Un jour, un ami marrakchi m'a proposé de porter le surnom de Myosotis. J'ai accepté cette appellation en riant, mais je n'ai compris que de nombreuses années plus tard, alors que l'anglais était devenu ma seconde langue usuelle que le nom anglais de cette fleur était Forget-me-not soit en français Ne m'oublie pas. C'est donc cette signature que j'adopterai pour mon propre Chkoun Ana.
Mais auparavant je sollicite de la part des lecteurs un peu d'indulgence pour mes écrits, car vivant en Californie depuis plus de 50 ans, je n'ai guère ici l'occasion de pratiquer le français et mon texte risque d'être parfois entaché de tournures et d'expressions ouest américaines. Merci d'avance pour votre compréhension.
Je suis née à Marrakech un jour de presque veille d'hiver. Je vis aujourd'hui aux États Unis depuis 1963. Quand une jeune sœur m'a informée de l'existence de votre site et de CHKOUN ANA en février 2014 j'ai été étonnée et agréablement surprise par les textes de votre groupe resté fidèle à notre pays bien aimé, notre si beau et accueillant paradis perdu.
Le soleil brillait-il sur Marrakech le jour de ma naissance ? Personne ne m'en a jamais rien dit, et pourtant ce soleil, ce ciel bleu de la ville de mes racines bercent encore mon cœur de leur vivacité.
J'avais très vite montré que j'étais un petit garçon manqué et mon caractère ne fut jamais docile, au grand regret de mes parents que j'adorais, mais aussi de mes professeurs qui m'auraient souvent souhaitée un peu plus disciplinée.
À Marrakech j'ai eu une enfance merveilleuse et tranquille. De cette plus tendre enfance j'ai le souvenir de jeux dans la cour de la COSUMA dirigée par mon père. Son adjoint avait une fille, Annie, sensiblement de mon âge et de celui d'un de mes frères, et nos galopades et nos cris faisaient résonner les murs de cette cour. Les parents d'Annie habitaient dans un appartement au dessus de l'entreprise.
Dans ma prime jeunesse, mes parents m'inscrivirent à l'école primaire d'Arset Et Maach Filles, à quelques pas de notre maison.
Une classe heureuse de Madame Durant, un ou deux ans avant Myosotis.
L'école était dirigée par Madame DURANT. Un muret d'environ 1,50 m de haut séparait notre cour de récréation de celle de l'école des garçons dirigée par Monsieur ABERT. Je remarquais vite que des garçons passaient régulièrement leur tête afin de jeter un œil par-dessus ce muret, pour regarder dans notre direction. Déjà, les plus grandes d'entre nous, qui devaient avoir 12 ou 13 ans prisaient ces regards, feignant cependant d'y être indifférentes. Quant à nous, les petites, on se demandait à quoi tout ceci rimait.

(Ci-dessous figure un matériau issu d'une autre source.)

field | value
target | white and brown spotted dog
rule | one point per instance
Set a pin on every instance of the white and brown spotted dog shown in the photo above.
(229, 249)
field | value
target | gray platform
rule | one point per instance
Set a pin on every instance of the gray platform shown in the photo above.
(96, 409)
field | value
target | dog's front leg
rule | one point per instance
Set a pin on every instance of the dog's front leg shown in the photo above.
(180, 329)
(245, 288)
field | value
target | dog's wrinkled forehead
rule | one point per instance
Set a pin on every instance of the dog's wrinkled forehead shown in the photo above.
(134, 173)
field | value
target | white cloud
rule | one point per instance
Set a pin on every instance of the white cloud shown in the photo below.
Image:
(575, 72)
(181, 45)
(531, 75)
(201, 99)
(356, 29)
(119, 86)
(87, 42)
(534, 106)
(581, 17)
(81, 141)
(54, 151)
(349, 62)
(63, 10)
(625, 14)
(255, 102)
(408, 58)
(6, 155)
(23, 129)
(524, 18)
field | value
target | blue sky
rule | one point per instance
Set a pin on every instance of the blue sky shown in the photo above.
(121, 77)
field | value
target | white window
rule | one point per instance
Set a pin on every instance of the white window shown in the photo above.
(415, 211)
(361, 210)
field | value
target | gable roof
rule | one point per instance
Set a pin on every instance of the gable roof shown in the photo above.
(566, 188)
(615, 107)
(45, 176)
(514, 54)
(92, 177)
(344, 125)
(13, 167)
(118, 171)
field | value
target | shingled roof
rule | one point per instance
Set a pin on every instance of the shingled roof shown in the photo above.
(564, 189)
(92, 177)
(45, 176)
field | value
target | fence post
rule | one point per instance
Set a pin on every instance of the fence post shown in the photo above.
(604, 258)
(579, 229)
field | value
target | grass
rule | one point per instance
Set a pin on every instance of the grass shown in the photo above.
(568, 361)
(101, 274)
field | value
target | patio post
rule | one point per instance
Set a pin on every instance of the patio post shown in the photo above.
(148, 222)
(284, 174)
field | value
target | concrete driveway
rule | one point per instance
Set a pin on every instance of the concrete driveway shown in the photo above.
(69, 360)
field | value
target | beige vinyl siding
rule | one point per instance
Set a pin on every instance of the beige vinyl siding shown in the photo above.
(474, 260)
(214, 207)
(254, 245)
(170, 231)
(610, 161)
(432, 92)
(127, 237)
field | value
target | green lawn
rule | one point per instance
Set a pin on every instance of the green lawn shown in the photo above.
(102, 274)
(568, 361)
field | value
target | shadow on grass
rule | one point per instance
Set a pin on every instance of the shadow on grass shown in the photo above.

Un peu plus tard j'ai poursuivi mes études secondaires jusqu'au brevet de juin 1956 au Cours Complémentaire Georges et Maurice Leven de l'Arset El Maach.
Cours complémentaire Georges et Maurice Leven en janvier 1953
Je vais conter ici une petite anecdote qui m'amène toujours à sourire. À l'heure des cours de math, que je détestais, je faisais le clown et m'amusais avec les garçons que je préférais aux filles parce qu'ils étaient beaucoup plus sympathiques que la plupart d'entre elles, qui se donnaient des airs et étaient pour la plupart fausses et envieuses. J'adorais faire le clown, ennuyant ainsi ces filles idiotes et jalouses. Mon prof, irrité par mes distractions en classe, m'envoyait au bureau du directeur pour me punir. Or ce directeur m'aimait beaucoup et de plus il aimait m'entendre chanter en soliste au sein de notre fameuse et belle chorale. Alors pour punition il commençait par des remontrances, mais juste après il me disait: “à présent je pourrais te punir sévèrement, tu le sais. Mais comme j'aime t'entendre chanter je vais te pardonner si tu chantes pour moi la belle chanson< VEOULAYE> alors tu seras quitte !”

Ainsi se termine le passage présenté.